She said on Wednesday that the drug war in Mexico had begun to resemble the violence in Colombia 20 years ago.

But Mr Obama told a US Spanish-languange newspaper that there was no comparison between the two.

"Mexico is vast and progressive democracy, with a growing economy, and as a result you cannot compare what is happening in Mexico with what happened in Colombia 20 years ago," he told the Los Angeles-based daily La Opinion.
'Morphing'

Mrs Clinton made her remarks after a foreign policy speech at a think tank in Washington.

Drug cartels, she said, were "showing more and more indices of insurgencies".

The traffickers were "in some cases, morphing into or making common cause with what we would consider an insurgency in Mexico and in Central America", she said.
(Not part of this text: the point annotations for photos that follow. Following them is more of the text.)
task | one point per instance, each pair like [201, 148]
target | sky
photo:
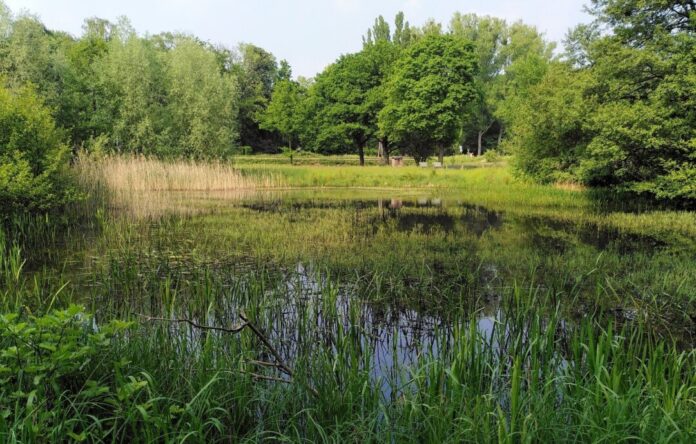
[309, 34]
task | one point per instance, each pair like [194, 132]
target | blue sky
[308, 33]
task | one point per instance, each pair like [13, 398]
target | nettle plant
[49, 358]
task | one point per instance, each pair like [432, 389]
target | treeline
[416, 91]
[619, 109]
[614, 108]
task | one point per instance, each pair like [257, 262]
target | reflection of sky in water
[305, 310]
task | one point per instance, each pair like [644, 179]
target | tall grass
[406, 324]
[132, 174]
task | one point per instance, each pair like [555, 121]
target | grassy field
[387, 305]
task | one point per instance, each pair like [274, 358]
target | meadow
[262, 301]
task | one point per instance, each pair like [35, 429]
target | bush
[33, 155]
[491, 156]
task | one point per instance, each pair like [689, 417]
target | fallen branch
[279, 364]
[235, 329]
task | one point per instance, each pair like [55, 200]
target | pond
[380, 281]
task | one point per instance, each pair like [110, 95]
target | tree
[346, 98]
[131, 77]
[283, 112]
[428, 91]
[201, 111]
[256, 75]
[498, 46]
[32, 154]
[620, 113]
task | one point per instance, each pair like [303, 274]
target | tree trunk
[480, 142]
[384, 151]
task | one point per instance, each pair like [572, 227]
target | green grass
[528, 314]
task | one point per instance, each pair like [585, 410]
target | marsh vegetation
[432, 313]
[170, 272]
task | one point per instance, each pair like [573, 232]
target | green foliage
[33, 156]
[344, 101]
[283, 113]
[620, 114]
[427, 93]
[202, 113]
[491, 156]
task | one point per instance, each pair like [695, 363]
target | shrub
[491, 156]
[33, 155]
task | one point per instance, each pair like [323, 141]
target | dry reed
[144, 187]
[132, 173]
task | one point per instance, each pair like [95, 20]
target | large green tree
[283, 113]
[498, 47]
[621, 113]
[33, 154]
[345, 99]
[428, 91]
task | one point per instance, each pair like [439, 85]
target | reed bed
[133, 173]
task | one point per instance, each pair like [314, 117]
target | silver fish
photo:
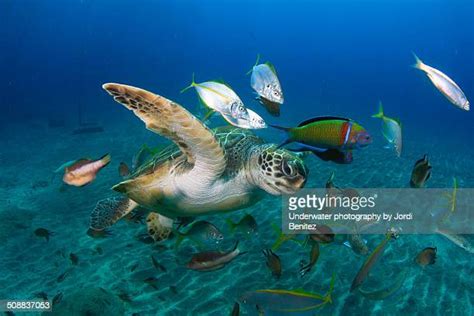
[265, 82]
[444, 84]
[458, 240]
[391, 130]
[255, 121]
[221, 98]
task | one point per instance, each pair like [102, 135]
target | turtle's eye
[288, 168]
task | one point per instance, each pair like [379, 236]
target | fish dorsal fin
[78, 163]
[272, 68]
[322, 118]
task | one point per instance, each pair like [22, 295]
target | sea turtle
[205, 171]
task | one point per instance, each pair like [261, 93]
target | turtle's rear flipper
[108, 211]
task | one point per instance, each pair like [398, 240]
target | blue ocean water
[332, 57]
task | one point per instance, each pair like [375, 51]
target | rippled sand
[31, 197]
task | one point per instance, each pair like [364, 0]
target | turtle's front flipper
[108, 211]
[167, 118]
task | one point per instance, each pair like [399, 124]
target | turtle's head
[277, 170]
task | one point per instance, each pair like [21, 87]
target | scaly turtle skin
[204, 172]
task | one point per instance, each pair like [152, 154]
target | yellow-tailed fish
[221, 98]
[444, 84]
[388, 291]
[421, 172]
[452, 202]
[83, 171]
[391, 130]
[332, 135]
[457, 239]
[370, 261]
[287, 301]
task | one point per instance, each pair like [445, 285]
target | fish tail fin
[105, 159]
[236, 245]
[380, 112]
[418, 63]
[231, 224]
[208, 115]
[280, 240]
[327, 297]
[286, 129]
[256, 63]
[193, 84]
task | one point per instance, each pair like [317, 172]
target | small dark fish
[60, 252]
[357, 244]
[44, 233]
[145, 238]
[83, 171]
[426, 257]
[200, 232]
[235, 310]
[74, 259]
[42, 295]
[273, 262]
[99, 250]
[421, 173]
[124, 170]
[157, 265]
[57, 298]
[132, 268]
[40, 184]
[94, 233]
[332, 154]
[247, 225]
[174, 289]
[313, 259]
[213, 260]
[137, 217]
[141, 157]
[322, 234]
[152, 281]
[184, 221]
[63, 276]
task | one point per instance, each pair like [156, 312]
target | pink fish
[83, 171]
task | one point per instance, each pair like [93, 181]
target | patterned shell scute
[235, 141]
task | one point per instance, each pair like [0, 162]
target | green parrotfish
[330, 138]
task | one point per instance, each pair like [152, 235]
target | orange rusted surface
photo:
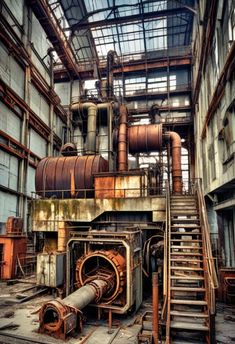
[176, 161]
[122, 140]
[13, 246]
[120, 186]
[145, 138]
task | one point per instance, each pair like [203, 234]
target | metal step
[193, 278]
[179, 260]
[189, 314]
[186, 268]
[182, 222]
[186, 240]
[188, 326]
[189, 302]
[186, 254]
[193, 289]
[186, 247]
[186, 233]
[186, 212]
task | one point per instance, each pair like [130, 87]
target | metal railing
[166, 267]
[209, 261]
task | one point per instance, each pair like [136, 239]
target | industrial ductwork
[148, 138]
[110, 61]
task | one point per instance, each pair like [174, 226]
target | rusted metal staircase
[191, 276]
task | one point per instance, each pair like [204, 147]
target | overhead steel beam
[56, 35]
[128, 19]
[61, 75]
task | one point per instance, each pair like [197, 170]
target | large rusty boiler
[108, 275]
[94, 212]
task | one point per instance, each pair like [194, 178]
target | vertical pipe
[122, 140]
[155, 306]
[110, 61]
[176, 161]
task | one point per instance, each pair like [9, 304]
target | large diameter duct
[148, 138]
[145, 138]
[92, 109]
[60, 317]
[122, 140]
[68, 177]
[100, 278]
[110, 61]
[176, 160]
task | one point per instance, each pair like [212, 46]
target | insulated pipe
[176, 160]
[122, 140]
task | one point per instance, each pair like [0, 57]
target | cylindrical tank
[64, 177]
[145, 138]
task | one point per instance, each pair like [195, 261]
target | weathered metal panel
[11, 72]
[39, 105]
[105, 187]
[120, 186]
[46, 214]
[30, 186]
[9, 166]
[50, 269]
[37, 144]
[17, 77]
[9, 122]
[64, 92]
[8, 206]
[16, 8]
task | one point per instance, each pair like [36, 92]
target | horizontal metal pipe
[86, 294]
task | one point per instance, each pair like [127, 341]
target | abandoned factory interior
[117, 171]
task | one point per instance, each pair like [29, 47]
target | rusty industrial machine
[99, 213]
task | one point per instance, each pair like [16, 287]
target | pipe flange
[113, 265]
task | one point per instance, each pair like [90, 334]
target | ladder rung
[188, 326]
[187, 247]
[186, 254]
[179, 260]
[189, 314]
[188, 289]
[189, 302]
[186, 268]
[193, 278]
[186, 240]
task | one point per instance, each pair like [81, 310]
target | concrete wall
[215, 138]
[32, 121]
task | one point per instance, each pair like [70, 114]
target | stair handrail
[212, 279]
[167, 280]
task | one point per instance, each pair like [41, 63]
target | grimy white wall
[32, 121]
[215, 120]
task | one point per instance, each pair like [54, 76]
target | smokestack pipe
[122, 140]
[176, 160]
[110, 62]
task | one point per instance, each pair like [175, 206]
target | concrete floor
[23, 321]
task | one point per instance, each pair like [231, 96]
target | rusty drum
[68, 177]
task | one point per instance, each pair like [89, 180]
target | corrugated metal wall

The violence was beginning to resemble Colombia of 20 years ago when insurgent groups controlled some 40% of the country, Mrs Clinton added.

Mexico rejected Mrs Clinton's analogy.

Speaking in Mexico City, a government spokesman said the only aspect that the Mexican and Colombian conflicts share is their root cause - a high demand for drugs in the US.

More than 28,000 people have died in drug-related violence in Mexico since President Felipe Calderon deployed the army to fight the cartels in 2006 and violence has spilled over into Central America.